Le poète est-il libre de ses thèmes?
-Je suis surpris, en relisant mes livres, de l'étonnante cohérence des
thèmes que j'ai tissés au fil des années. D'une manière générale, la poésie
aborde ces grands domaines lyriques que sont la mort, l'amour, le temps, la
nature. Au cours de l'Histoire, la relation de la poésie avec ces données
fondamentales de l'expérience humaine change. Il est important d'observer la
naissance d'une poésie de la ville, au milieu du XIXe siècle, avec Baudelaire,
et de suivre les inflexions du rapport à la nature, qui s'est, dès lors, perdu,
puis retrouvé d'une autre façon, avec certains contemporains comme Bonnefoy ou
Jaccottet.
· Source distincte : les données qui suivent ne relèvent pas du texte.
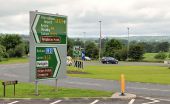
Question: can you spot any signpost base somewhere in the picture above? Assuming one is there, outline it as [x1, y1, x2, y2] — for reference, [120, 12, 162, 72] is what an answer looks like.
[35, 80, 39, 96]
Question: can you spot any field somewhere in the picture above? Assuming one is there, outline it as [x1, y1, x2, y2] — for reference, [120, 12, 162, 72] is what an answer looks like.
[0, 82, 112, 98]
[68, 65, 170, 84]
[143, 53, 169, 62]
[0, 57, 29, 64]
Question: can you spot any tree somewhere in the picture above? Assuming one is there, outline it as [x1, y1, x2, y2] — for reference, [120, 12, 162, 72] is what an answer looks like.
[156, 42, 169, 52]
[154, 52, 167, 59]
[85, 41, 99, 59]
[128, 45, 144, 61]
[104, 39, 122, 57]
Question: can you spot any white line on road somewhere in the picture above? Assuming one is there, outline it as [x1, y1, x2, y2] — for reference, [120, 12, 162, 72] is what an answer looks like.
[139, 96, 170, 102]
[128, 99, 135, 104]
[66, 82, 101, 86]
[8, 101, 19, 104]
[50, 100, 62, 104]
[90, 100, 99, 104]
[127, 87, 170, 92]
[142, 97, 160, 104]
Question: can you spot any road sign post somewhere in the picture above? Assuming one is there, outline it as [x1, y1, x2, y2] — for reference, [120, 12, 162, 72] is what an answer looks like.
[30, 11, 67, 95]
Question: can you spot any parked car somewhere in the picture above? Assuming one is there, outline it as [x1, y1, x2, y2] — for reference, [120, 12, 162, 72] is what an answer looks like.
[85, 56, 91, 61]
[66, 56, 73, 66]
[101, 57, 119, 64]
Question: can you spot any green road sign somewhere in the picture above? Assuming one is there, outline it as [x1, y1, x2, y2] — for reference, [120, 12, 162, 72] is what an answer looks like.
[36, 47, 61, 79]
[73, 46, 81, 57]
[31, 14, 67, 44]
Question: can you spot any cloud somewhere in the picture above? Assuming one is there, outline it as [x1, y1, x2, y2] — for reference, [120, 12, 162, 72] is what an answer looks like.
[0, 0, 170, 37]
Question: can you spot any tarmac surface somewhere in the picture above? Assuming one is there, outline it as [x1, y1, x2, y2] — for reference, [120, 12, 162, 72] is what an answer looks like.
[0, 62, 170, 104]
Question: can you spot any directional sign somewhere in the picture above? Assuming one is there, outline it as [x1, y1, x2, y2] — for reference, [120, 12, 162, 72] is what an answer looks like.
[36, 47, 61, 79]
[31, 14, 67, 44]
[73, 46, 81, 57]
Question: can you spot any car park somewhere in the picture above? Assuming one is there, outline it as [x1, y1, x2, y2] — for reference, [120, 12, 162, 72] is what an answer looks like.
[66, 56, 73, 66]
[101, 57, 119, 64]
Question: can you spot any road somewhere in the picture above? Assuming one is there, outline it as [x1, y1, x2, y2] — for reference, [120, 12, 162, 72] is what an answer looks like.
[0, 97, 170, 104]
[0, 63, 170, 100]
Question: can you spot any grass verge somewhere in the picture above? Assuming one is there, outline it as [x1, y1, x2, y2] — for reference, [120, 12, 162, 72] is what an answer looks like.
[0, 57, 29, 64]
[68, 65, 170, 84]
[0, 80, 112, 98]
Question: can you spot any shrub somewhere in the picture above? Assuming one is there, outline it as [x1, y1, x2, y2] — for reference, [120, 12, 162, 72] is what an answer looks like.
[154, 52, 167, 59]
[15, 44, 25, 57]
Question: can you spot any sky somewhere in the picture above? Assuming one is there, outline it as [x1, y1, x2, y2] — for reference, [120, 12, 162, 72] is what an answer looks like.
[0, 0, 170, 37]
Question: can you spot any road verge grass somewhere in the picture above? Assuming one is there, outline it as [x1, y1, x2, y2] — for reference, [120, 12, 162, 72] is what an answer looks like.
[0, 57, 29, 64]
[68, 65, 170, 84]
[0, 82, 112, 98]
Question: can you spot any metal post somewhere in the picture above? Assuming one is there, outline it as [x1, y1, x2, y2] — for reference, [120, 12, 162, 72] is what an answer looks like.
[99, 21, 102, 62]
[14, 84, 15, 96]
[55, 79, 58, 91]
[4, 85, 6, 97]
[35, 80, 38, 96]
[126, 27, 129, 61]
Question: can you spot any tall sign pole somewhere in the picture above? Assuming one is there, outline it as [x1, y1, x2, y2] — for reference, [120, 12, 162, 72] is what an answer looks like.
[126, 27, 129, 61]
[30, 11, 67, 95]
[99, 21, 102, 62]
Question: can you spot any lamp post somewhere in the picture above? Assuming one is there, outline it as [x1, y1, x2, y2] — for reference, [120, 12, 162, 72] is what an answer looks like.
[99, 21, 102, 61]
[126, 27, 130, 61]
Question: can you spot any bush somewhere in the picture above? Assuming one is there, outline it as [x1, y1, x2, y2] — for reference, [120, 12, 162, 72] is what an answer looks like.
[154, 52, 167, 59]
[7, 48, 15, 57]
[15, 44, 25, 57]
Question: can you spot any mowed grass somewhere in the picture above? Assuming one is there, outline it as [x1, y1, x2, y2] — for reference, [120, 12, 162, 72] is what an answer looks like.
[0, 82, 112, 98]
[68, 65, 170, 84]
[143, 53, 169, 62]
[0, 57, 29, 64]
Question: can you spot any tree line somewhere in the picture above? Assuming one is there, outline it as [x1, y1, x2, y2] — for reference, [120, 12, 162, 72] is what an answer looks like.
[0, 34, 29, 61]
[67, 38, 170, 61]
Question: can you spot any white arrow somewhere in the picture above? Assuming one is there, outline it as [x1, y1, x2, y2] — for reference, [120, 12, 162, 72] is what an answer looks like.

Prenez l'espoir, autre grand motif: on le trouve chez Victor Hugo,
qui avait une conception messianique du poète porteur de lumière. Il perd de sa
vigueur à l'époque baudelairienne, où l'angoisse l'emporte. On le retrouve
encore chez Mallarmé («Je chanterai en désespéré»), puis, bien plus tard, chez
Bonnefoy. Il disparaît à nouveau avec Michel Deguy... Ces évolutions nous
apprennent quelque chose sur la situation de l'homme dans le monde. La poésie
peut ainsi être lue comme une grande aventure ontologique où le poète serait
non un «berger de l'être», mais un gardien du langage.